The suggestion that the Bush administration would throw our economy under the bus with a new "no-match" immigration policy that forces employers to choose between criminal penalties and illegal racial discrimination is troubling. It suggests that the administration hasn't given nearly enough thought to the severe damage this new policy will inflict on U.S. and Texas businesses.

No-match is the name given to a letter sent to millions of employers and employees each year informing them that there is a discrepancy between the records kept by the Social Security Administration (SSA) and the Social Security number submitted on an employee's Form W-2. Up to now, the no-match letter has been a request to correct the problem so that Social Security wages can be credited to the right employee.

The new Bush administration policy, which has been held in abeyance while the Senate tried and failed at comprehensive immigration reform, is expected to be made public in the coming days. It would provide Immigration and Customs Enforcement (ICE) — an agency of the U.S. Department of Homeland Security — with authority to pursue employers with criminal penalties for failure to act on no-match letters.

Employers who receive no-match letters are understandably confused. Discrepancies between workers' names and Social Security numbers often result from clerical errors or name changes due to marriage or divorce. Because these types of errors have nothing to do with immigration or work authorization, an employer cannot assume that receipt of a no-match letter implies anything about the employee's legal status. In fact, the letter itself stresses that it makes no statement about immigration status.

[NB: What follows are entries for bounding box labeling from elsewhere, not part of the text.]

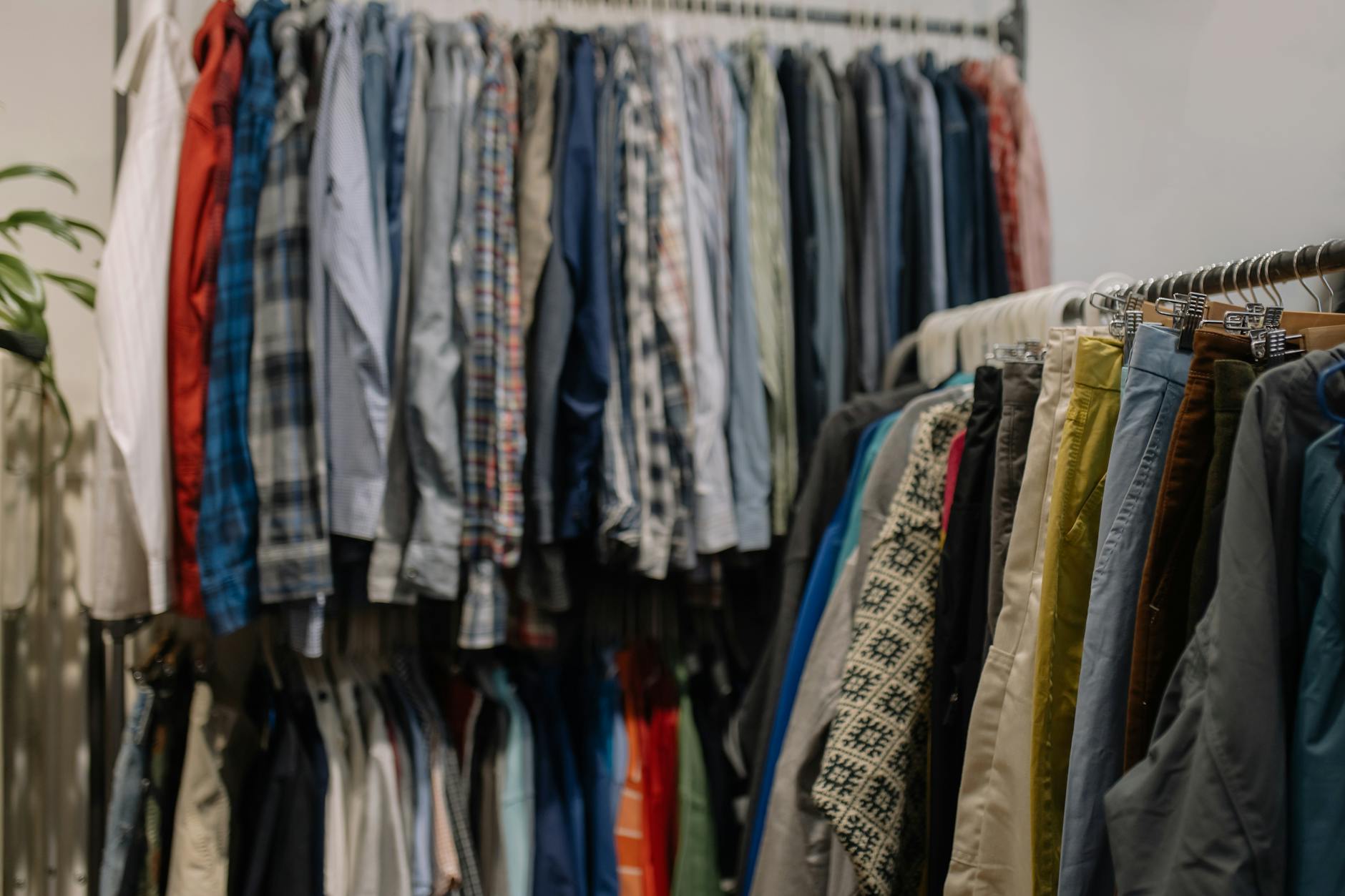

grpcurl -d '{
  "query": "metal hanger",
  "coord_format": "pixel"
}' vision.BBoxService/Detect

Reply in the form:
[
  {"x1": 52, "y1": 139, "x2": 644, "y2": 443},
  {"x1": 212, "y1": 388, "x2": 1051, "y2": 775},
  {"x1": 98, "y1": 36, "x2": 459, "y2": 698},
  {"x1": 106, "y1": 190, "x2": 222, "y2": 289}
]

As if the impending confusion were not enough, ICE has stepped up its enforcement and is using no-match letters as a way to establish immigration violations. As reported by The Associated Press this week, ICE officials promised enforcement that "is going to be tough and aggressive," with "more worksite cases. And no more excuses."

The new regulation is expected to promise a "safe harbor" for employers if they follow certain procedures for dealing with no-match letters. ICE notes, however, that even if an employer follows the safe-harbor procedures, it would not preclude a finding that an employer had "actual" knowledge that an employee was legally unauthorized to work.

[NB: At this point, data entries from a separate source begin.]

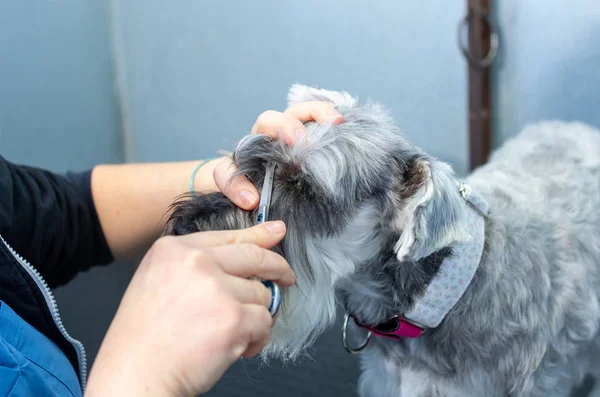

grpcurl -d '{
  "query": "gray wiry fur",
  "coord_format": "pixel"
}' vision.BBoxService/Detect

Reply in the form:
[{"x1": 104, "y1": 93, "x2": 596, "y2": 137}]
[{"x1": 167, "y1": 86, "x2": 600, "y2": 397}]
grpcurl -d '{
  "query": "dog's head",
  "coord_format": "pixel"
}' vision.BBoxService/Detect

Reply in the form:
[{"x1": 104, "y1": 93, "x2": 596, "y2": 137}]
[{"x1": 166, "y1": 85, "x2": 465, "y2": 359}]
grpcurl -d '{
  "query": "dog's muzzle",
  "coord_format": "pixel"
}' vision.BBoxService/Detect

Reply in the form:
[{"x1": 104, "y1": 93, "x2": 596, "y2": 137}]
[{"x1": 342, "y1": 313, "x2": 425, "y2": 354}]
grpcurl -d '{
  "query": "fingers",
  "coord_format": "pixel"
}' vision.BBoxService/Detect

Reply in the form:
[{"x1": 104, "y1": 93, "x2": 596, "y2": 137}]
[
  {"x1": 218, "y1": 101, "x2": 344, "y2": 210},
  {"x1": 285, "y1": 101, "x2": 344, "y2": 125},
  {"x1": 251, "y1": 101, "x2": 344, "y2": 145},
  {"x1": 251, "y1": 110, "x2": 305, "y2": 145},
  {"x1": 213, "y1": 159, "x2": 260, "y2": 210},
  {"x1": 226, "y1": 277, "x2": 272, "y2": 309},
  {"x1": 177, "y1": 221, "x2": 286, "y2": 248},
  {"x1": 210, "y1": 244, "x2": 296, "y2": 284}
]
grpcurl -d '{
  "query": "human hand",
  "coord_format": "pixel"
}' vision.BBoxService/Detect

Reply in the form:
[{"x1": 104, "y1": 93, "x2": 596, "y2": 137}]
[
  {"x1": 213, "y1": 101, "x2": 344, "y2": 210},
  {"x1": 86, "y1": 221, "x2": 295, "y2": 397}
]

Beyond confusing, the implementation of the rule will be mysterious. Employers are not notified of every mismatched record. The SSA only notifies employers that have mismatched information on more than 10 W-2 forms, and only if the total number of mismatched forms is more than one-half percent of the total forms presented by the employer. Businesses could be liable for mismatches of which they have no knowledge.

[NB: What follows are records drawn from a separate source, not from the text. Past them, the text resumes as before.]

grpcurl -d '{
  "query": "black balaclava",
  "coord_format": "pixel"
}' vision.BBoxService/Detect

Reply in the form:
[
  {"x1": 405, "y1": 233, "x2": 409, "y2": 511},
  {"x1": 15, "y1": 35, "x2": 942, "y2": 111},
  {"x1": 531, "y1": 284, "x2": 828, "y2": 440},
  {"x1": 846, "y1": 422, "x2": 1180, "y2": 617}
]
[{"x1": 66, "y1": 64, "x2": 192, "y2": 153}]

The new rule presents employers with a dilemma of threatened prosecution by ICE versus potential violation of the 1964 Civil Rights Act, which protects all workers regardless of immigration status from discrimination in employment.

The Equal Employment Opportunity Commission, the federal agency responsible for enforcing federal equal employment opportunity laws, says the regulation "may create circumstances in which employers have incentives to take actions that violate" the Civil Rights Act by failing to protect workers from employment discrimination regardless of citizenship or work authorization status.

Some businesses will do all they can to avoid the draconian choice. Employers will seek protection from prosecution by terminating employment potentially upward to 750,000 jobs. Most employers will do all they can to replace the terminated workers, but the question is: Where will they find them? Texas unemployment is lower than it has been in more 30 years, and the Dallas Federal Reserve Bank says that employers are already holding back on expansion because of the lack of workers.

The unfilled jobs will have real consequences. American citizens can lose their jobs as well. Meals in restaurants will go uncooked and unserved. Beds in hotel rooms will go unmade. Farms and ranches will lose the hands that help feed our people. The engines of economic growth will cool. No-match workers and their families will fall brutally victim to the dysfunction of Congress and bureaucracy run amuck.

The no-match regulation will wreak destruction on employers' loyalty to their workers, encourage an illegal underground economy and do unspeakable harm to the American economy as businesses lose workers and can't find or won't risk hiring replacements.

Why? Because a polarized Congress is unable to compromise on the critical issue of fixing a failed immigration system. If Congress can't find the resolve to act on bipartisan immigration reform, the least they can do is clean up the mess their breakdown has left behind. Fixing the no-match mess should be the first place they start.

Hammond is president of the Texas Association of Business and a board member of Texas Employers for Immigration Reform.